Non, elle n’ira pas dans cet appartement. Elle ne se plantera pas dans la rue, face au digicode. Elle ne fouillera pas sa mémoire pour retrouver les quatre chiffres qui ne cessent de changer. Elle ne poussera pas la lourde porte cochère. Elle ne videra pas le courrier qui s’amoncelle dans la boîte et signe l’absence. Elle ne s’arrêtera pas devant l’interphone. Elle ne regardera pas le papier collé qui porte encore son nom. Elle ne montera pas les marches.
Non.

Elise veut marcher plus vite. Elle veut devenir plus légère à chacun de ses pas. Elle veut s’acheter des jupes, des robes, des chaussures, des foulards, des ceintures, des bijoux. Elle veut parer son corps pour endormir sa tête. Elle veut pousser à fond la musique de son nouveau baladeur. Elle veut qu’elle lui éclate les tympans. Elle veut être sourde pour que la voix qui rumine sous son crâne se taise enfin.


Plantée sur le trottoir cou renversé, larmes aux yeux, elle attire les regards des passants.
Deux filles ralentissent. Jeans serrés, T-shirts au-dessus du nombril et piercings de rigueur. Une première enjambée pour jauger la longueur de la robe d'Élise, une deuxième pour la hauteur des talons, une troisième pour le rouge à lèvres.
Leur verdict tombe, chuchoté assez haut pour être entendu :
"Elle, son mec vient de la plaquer."
Et aussitôt, la réplique attendue :
"La pauvre."
Une voix qui frappe, une qui console. Manque plus que le "un de perdu, dix de retrouvés" pour boucler la boucle.

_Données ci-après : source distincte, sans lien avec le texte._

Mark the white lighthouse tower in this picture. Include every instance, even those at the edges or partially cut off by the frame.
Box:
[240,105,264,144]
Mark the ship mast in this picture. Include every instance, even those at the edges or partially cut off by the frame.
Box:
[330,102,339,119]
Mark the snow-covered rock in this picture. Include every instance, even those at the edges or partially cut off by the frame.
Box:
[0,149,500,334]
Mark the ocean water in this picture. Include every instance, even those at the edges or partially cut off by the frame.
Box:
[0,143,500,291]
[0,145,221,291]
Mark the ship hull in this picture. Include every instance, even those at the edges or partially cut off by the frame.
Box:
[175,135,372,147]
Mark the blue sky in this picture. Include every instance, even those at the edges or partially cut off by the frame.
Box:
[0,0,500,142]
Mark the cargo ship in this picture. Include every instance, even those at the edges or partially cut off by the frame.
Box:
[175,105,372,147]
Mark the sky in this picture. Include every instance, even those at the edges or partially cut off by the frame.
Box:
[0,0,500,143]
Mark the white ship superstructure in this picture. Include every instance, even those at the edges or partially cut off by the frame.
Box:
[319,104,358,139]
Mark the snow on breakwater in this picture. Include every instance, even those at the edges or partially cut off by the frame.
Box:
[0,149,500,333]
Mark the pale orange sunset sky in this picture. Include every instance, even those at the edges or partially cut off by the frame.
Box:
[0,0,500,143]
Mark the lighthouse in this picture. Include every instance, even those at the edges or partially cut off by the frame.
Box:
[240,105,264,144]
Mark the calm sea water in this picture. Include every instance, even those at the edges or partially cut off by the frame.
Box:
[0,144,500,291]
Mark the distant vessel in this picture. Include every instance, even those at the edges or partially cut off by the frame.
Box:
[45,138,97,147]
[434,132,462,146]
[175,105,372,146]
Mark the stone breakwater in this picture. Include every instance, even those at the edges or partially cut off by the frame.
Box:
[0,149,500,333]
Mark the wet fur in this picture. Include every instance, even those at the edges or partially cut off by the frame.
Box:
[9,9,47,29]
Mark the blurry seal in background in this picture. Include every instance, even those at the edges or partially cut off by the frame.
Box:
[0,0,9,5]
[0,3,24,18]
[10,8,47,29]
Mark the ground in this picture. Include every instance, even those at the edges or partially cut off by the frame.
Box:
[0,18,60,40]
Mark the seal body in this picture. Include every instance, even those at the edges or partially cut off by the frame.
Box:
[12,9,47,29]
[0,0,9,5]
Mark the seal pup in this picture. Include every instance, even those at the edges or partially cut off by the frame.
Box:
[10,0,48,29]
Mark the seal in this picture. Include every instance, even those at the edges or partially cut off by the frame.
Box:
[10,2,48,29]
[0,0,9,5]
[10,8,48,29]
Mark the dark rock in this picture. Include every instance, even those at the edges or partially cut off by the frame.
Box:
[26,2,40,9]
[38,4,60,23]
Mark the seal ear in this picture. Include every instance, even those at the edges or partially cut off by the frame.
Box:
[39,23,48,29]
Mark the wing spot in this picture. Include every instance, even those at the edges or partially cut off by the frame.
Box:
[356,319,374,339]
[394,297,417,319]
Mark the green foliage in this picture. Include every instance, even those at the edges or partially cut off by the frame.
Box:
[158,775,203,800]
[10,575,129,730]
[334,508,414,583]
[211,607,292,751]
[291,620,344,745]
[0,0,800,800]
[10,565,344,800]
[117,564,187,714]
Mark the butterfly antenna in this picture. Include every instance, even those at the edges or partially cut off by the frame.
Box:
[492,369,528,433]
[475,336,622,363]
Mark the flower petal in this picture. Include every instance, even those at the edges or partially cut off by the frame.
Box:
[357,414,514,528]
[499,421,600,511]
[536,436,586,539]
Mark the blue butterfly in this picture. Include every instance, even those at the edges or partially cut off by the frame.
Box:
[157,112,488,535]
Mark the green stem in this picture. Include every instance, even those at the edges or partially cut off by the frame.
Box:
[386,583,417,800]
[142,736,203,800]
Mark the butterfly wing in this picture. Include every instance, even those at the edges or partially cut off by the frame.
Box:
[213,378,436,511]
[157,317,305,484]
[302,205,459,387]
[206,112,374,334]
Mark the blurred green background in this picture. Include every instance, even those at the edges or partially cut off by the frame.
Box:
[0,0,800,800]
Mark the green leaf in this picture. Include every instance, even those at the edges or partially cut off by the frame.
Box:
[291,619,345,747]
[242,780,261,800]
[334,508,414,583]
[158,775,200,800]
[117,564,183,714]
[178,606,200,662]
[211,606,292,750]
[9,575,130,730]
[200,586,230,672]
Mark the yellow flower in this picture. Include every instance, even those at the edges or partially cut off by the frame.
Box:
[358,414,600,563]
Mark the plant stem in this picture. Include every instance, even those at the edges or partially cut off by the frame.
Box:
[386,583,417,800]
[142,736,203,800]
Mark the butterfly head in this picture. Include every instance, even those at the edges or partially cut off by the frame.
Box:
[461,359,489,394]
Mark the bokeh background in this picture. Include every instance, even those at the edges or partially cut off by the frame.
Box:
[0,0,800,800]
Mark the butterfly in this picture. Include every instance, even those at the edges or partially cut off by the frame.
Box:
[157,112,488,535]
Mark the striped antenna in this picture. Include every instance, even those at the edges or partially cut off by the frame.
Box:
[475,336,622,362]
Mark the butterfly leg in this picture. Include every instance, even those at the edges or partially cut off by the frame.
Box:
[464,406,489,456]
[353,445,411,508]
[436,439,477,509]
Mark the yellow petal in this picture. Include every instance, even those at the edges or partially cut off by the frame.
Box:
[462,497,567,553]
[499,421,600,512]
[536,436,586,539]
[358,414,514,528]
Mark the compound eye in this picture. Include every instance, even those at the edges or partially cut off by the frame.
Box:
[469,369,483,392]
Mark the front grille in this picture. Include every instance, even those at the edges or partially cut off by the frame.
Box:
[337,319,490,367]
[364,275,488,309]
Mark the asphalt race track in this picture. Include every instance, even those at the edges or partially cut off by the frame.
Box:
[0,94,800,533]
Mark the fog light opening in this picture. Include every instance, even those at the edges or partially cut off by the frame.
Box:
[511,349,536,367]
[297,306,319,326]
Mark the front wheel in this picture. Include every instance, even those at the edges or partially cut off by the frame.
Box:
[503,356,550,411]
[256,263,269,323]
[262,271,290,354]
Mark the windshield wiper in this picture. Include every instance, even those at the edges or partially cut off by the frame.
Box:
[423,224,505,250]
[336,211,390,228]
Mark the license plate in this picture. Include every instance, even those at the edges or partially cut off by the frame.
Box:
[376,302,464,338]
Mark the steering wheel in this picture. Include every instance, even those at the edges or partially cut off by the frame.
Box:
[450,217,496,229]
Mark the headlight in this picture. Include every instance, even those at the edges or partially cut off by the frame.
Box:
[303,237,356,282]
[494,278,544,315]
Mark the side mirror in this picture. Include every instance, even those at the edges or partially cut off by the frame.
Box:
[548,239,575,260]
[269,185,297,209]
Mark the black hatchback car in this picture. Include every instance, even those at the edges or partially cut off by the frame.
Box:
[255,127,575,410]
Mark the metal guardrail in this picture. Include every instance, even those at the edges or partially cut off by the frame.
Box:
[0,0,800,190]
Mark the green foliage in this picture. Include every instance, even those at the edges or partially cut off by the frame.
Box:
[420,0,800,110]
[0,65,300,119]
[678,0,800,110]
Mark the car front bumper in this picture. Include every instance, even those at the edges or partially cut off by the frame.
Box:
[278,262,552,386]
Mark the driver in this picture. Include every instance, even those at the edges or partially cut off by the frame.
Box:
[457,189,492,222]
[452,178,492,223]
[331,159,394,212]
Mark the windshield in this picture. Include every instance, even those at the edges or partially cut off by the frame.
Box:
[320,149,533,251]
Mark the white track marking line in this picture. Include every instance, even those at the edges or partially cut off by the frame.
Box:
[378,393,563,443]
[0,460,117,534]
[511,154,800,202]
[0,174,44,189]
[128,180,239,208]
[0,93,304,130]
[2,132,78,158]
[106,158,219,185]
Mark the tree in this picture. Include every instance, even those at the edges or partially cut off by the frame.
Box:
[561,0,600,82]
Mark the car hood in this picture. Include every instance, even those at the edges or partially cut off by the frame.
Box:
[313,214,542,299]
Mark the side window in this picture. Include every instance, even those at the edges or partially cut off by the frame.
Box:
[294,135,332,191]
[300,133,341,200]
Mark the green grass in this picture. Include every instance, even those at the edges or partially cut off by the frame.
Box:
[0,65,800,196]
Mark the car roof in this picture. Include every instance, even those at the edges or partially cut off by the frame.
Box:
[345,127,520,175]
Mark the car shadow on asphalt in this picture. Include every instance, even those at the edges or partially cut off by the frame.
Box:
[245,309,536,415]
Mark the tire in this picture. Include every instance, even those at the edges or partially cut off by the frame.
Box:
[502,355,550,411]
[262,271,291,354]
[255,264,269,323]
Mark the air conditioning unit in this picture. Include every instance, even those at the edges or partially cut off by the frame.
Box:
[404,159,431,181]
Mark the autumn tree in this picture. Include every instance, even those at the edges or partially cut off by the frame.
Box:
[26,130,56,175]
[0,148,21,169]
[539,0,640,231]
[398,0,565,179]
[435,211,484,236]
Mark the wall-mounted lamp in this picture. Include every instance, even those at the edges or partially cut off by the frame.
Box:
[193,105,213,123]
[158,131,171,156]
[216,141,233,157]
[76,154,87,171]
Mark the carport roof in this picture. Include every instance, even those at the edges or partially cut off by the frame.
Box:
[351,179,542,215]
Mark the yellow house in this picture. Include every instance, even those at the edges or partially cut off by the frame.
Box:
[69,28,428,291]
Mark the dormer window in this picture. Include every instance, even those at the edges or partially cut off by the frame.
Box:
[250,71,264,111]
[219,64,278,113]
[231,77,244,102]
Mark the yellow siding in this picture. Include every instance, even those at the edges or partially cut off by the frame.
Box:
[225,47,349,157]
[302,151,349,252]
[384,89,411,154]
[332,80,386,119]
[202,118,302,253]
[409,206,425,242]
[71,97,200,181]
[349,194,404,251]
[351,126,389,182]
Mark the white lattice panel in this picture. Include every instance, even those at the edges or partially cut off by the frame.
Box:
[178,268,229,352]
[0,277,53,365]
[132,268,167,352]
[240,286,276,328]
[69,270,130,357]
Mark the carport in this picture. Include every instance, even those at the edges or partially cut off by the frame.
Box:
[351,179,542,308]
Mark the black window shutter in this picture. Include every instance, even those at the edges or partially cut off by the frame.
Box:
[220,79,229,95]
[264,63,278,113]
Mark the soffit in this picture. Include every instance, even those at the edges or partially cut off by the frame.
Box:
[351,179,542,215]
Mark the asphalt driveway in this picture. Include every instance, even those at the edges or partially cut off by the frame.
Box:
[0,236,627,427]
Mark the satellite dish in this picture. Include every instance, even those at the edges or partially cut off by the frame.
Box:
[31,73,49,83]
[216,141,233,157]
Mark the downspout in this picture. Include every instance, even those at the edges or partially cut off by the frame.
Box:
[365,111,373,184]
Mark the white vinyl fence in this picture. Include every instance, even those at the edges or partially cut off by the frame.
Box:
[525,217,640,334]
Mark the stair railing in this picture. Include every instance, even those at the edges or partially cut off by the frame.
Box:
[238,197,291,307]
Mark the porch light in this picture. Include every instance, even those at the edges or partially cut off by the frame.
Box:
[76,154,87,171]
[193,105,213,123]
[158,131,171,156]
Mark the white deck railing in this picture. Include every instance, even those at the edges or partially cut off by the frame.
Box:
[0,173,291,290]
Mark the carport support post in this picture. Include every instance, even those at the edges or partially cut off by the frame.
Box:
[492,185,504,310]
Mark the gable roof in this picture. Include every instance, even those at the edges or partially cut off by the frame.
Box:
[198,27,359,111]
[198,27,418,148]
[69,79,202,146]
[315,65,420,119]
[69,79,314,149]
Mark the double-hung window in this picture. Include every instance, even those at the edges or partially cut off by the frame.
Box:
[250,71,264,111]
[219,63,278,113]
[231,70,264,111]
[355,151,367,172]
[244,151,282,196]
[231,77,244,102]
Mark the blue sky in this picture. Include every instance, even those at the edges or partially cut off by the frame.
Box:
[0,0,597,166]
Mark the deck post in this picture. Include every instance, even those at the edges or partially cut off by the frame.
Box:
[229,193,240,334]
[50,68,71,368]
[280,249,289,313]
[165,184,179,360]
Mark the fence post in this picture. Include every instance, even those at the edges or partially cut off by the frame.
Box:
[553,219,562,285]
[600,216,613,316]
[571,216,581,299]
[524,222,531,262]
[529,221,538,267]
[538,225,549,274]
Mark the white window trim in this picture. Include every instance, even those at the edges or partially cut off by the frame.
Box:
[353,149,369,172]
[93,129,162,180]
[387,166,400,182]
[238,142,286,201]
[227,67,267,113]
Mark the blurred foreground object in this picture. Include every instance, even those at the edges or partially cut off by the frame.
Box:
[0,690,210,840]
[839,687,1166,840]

Un homme tourne autour d'Élise sans oser l’aborder. Il est plus petit que l’homme qui était en bas en ce jour de mai. Il y a plus d’un an déjà, mais c’est aussi net qu’hier. L'homme portait un costume sombre, trop chaud pour l’été de ce printemps-là. Une cravate trop serrée qui lui strangulait la glotte. Des chaussures trop fraîchement cirées et un porte-documents trop volumineux. Sur son visage trop poupin, un brin trop rougeaud, rasé de trop près, un air trop assuré contredit par le tapotement nerveux de ses paumes sur son portable.
"Un gosse égaré dans une affaire qui le dépasse", avait conclu Élise. Et un gosse qui la regardait comme si elle pouvait l’aider.

Une main enveloppa son épaule. Joachim.
- Je suis là. Eux aussi ?
- Non.
- Montons, alors. Ils nous rejoindront.

Ils grimpèrent les marches en silence, de plus en plus tendus à mesure des étages. Élise retira la clé de son sac mais ses doigts fébriles n’arrivaient pas à la glisser dans la serrure. Enfin, ils entrèrent. Rien n’avait changé depuis leur dernière visite.
Dans le salon, toujours la veste bleue abandonnée sur le canapé. Sur le bureau, toujours le livre qu'Élise lui avait offert : Instruments de Ténèbres, avec le signet planté comme une flèche en plein milieu. Elle n’irait jamais au-delà de cette page.

Joachim, mal à l’aise, ouvrit les fenêtres. Le brouhaha de la rue troubla le murmure des objets et des souvenirs. Puis la sonnerie de l’interphone troubla le brouhaha de la rue.
Élise se précipita.
"3e étage, porte gauche. La porte est ouverte."
M. Tormel, le notaire, gravissait les marches en pestant contre les immeubles sans ascenseur.
"Ce n’est plus de mon âge", se plaignait-il sur le seuil d'une voix guettant le démenti.
Il portait encore beau sa crinière de vieux lion et ses costumes sur mesure. Mais Élise n’ayant pas le cœur à lui donner la réplique, elle se tut.
Vexé, il repassa aussitôt au ton professionnel :
- Madame la commissaire-priseur est arrivée ?
- Pas encore, vous êtes le premier.

Le premier, il le resta longtemps. Car madame la commissaire-priseur, elle était coincée dans les embouteillages.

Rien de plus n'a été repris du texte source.